A key document shaping sports policy on concussion says it is “reasonable to consider” that there is a potential association between repetitive impacts to the head and the development of chronic traumatic encephalopathy.
Last month it was announced that three other former Football League players – Jimmy Conway, Jim Fryatt and Jimmy Gabriel – had been posthumously diagnosed with CTE, a progressive and fatal brain disease.
The findings nearly doubled the number of publicly confirmed diagnoses within English football, following cases involving Jeff Astle, Rod Taylor, Billy McEwan and Nobby Stiles.
Now, the latest Consensus Statement on Concussion in Sport, a document that has in the past played a key role in shaping how sports governing bodies establish their concussion policies and protocols, states: “It is reasonable to consider an exposure extensive to repetitive impacts to the head, such as that experienced by some professional athletes, potentially associated with the development of the specific neuropathology described as CTE-NC (CTE neuropathologic change).”
Sports such as football and rugby have made changes in recent years to provide greater protection against the risk of impact with concussion and subconcussion, for example restrictions on head training at all levels of football and trials to lower the height of the tackle in rugby.
The new Statement says that studies to date on the effects of concussion and repetitive head impacts on the health of athletes in old age have been “limited.”

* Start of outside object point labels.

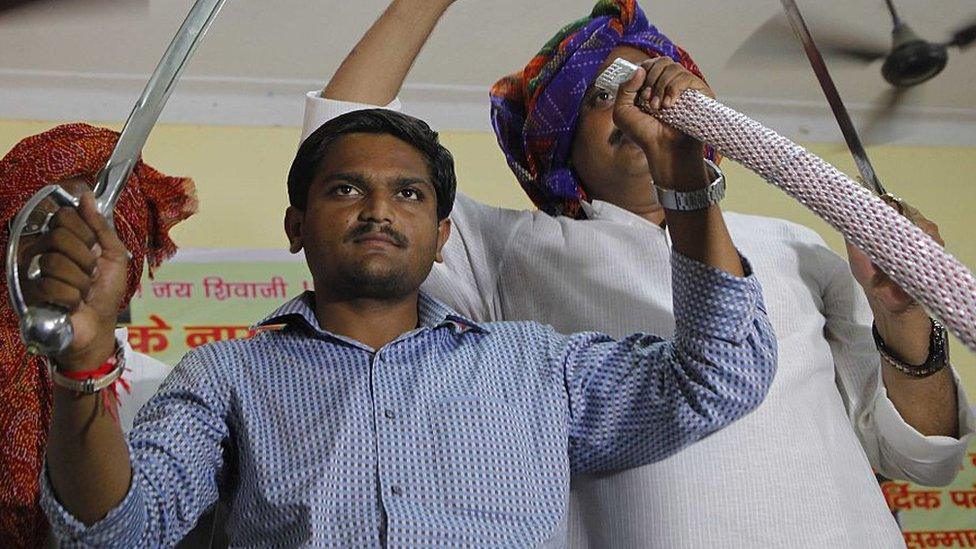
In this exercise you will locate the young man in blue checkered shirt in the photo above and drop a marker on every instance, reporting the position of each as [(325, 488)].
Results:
[(376, 416)]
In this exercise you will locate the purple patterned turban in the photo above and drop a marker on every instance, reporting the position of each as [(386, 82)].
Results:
[(534, 111)]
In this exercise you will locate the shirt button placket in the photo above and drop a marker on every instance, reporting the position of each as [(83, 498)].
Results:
[(381, 413)]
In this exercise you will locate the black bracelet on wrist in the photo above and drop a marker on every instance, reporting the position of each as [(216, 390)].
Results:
[(938, 353)]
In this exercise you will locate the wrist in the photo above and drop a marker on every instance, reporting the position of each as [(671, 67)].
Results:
[(906, 334), (91, 356), (427, 7), (680, 171)]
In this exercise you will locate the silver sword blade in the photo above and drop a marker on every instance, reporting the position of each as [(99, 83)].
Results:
[(868, 175), (111, 179)]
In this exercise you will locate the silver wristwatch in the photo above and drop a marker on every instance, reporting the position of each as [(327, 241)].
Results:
[(694, 200), (91, 385)]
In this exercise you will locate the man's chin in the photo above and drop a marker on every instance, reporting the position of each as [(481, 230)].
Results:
[(378, 281)]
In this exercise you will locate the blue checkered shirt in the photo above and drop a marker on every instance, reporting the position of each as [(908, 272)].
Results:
[(455, 434)]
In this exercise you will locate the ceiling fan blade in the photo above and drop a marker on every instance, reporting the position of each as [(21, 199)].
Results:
[(774, 41), (13, 6), (855, 53), (964, 37)]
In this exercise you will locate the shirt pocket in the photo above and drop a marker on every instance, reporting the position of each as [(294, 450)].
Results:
[(485, 457)]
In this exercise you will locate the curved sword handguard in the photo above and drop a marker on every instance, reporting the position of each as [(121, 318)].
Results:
[(46, 329)]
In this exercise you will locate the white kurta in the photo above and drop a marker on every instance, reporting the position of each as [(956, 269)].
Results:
[(144, 374), (795, 473)]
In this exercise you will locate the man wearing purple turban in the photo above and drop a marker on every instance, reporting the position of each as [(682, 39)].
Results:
[(796, 473)]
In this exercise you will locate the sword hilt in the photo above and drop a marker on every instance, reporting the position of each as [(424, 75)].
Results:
[(46, 329)]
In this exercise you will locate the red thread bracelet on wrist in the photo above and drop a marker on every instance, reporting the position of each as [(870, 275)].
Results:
[(110, 395)]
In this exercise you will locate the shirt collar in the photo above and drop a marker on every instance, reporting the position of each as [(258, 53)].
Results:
[(431, 313)]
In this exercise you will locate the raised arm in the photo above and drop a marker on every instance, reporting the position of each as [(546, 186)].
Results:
[(98, 489), (375, 69), (642, 399)]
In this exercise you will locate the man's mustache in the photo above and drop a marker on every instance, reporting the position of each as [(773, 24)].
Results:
[(365, 229)]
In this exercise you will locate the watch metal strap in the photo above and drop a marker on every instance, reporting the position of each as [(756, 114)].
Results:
[(938, 353), (90, 386), (694, 200)]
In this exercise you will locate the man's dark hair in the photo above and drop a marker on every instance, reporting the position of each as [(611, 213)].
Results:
[(412, 131)]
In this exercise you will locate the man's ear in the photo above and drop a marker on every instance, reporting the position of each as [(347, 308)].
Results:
[(293, 228), (443, 233)]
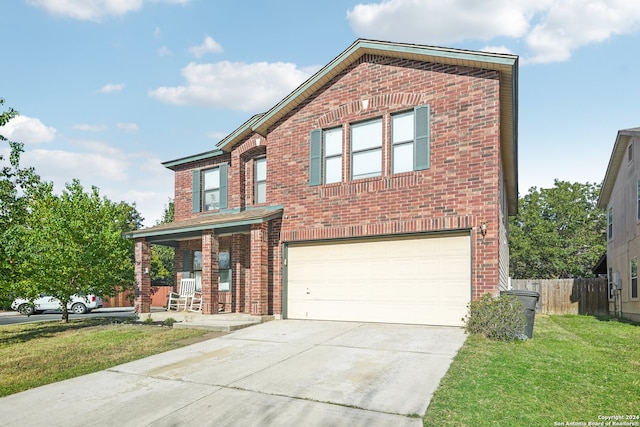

The 2019 FIELD study found that professional soccer players were three and a half times more likely to die from a neurodegenerative disease than age-matched members of the general population, raising concerns that their increased exposure to the impacts of concussion and subconcussion were behind the increased risk.
However, the Declaration, the first to be published since 2017, says much more work is required to firmly establish any link.
“Studies, to date, are methodologically limited because most were unable to examine or adjust for many factors that may be associated with the neurological outcomes of interest,” it said.
“Studies examining cognitive decline and neurological outcomes did not examine genetic factors and generally did not consider or control for factors known to be important for brain health in the general population, such as educational level, socioeconomic status, smoking, hypertension and cardiovascular disease, diabetes, sleep apnea, white matter hyperintensities, social isolation, diet, physical activity or exercise.
“To establish a clear causal association between sports participation early in life and cognitive decline or dementia later in life or to quantify that association, future well-designed case-control and cohort studies, including as many confounding factors and individual risk modifiers as possible are needed.”
The Statement recommended the creation of a new working group, which would seek funding for further research on the potential long-term impacts of brain injury and “continue deliberations on these issues in the interest of athlete care.”
In a briefing in connection with the report’s release, the Statement’s joint first author, Dr. Jon Patricios, said soccer must operate at a “low threshold” for suspected concussion if it wishes to proceed with brief evaluations at the field.
Head injury activists, the global players union FIFPRO, the Premier League and Major League Soccer in the United States called for a trial of temporary concussion substitutes earlier this year, which would allow for an off-field assessment of 10 minutes for a player suspected of concussion.
The game’s legislative body, the International Association Football Board, rejected that proposal in January and work continues on the existing additional permanent substitute concussion trial, which includes a much shorter on-field evaluation.
Dr. Patricios said: “Three minutes is enough to suspect a concussion (but) if you only allow a three minute period, your threshold for removing that player should be very low.”
“If there is a suspicion (they have suffered a concussion) they should retire and not play again if there is not enough time to do a proper evaluation.”
Dr Patricios, as part of the Concussion in Sport Group coordinating the Consensus Statement, wrote to the IFAB in February in support of calls for a temporary concussion surrogate trial.
Work on this latest Statement began in 2018 and is based on results discussed by more than 100 medical experts at the Concussion in Sport Conference in Amsterdam last October.
The Conference is funded and organized by sports bodies such as FIFA, World Rugby and the International Olympic Committee.
The CISG’s work has faced criticism in the past from some head injury advocates for being too protective of sports organizations, but the Declaration’s joint first author, Dr. Kathryn Schneider, says the group has “The process has evolved and it has been inclusive.” in creating the latter paper, published in the British Journal of Sports Medicine.
Elsewhere in the Statement, clinicians are encouraged to recommend early return to light physical activity that does not exacerbate symptoms within the first 24 to 48 hours of sustaining a concussion, finding that strict rest until complete resolution of concussion-related symptoms “is not beneficial.” “.
Limited screen time in the first 48 hours after injury may also aid recovery, according to data reviewed by the doctors who prepared the Statement.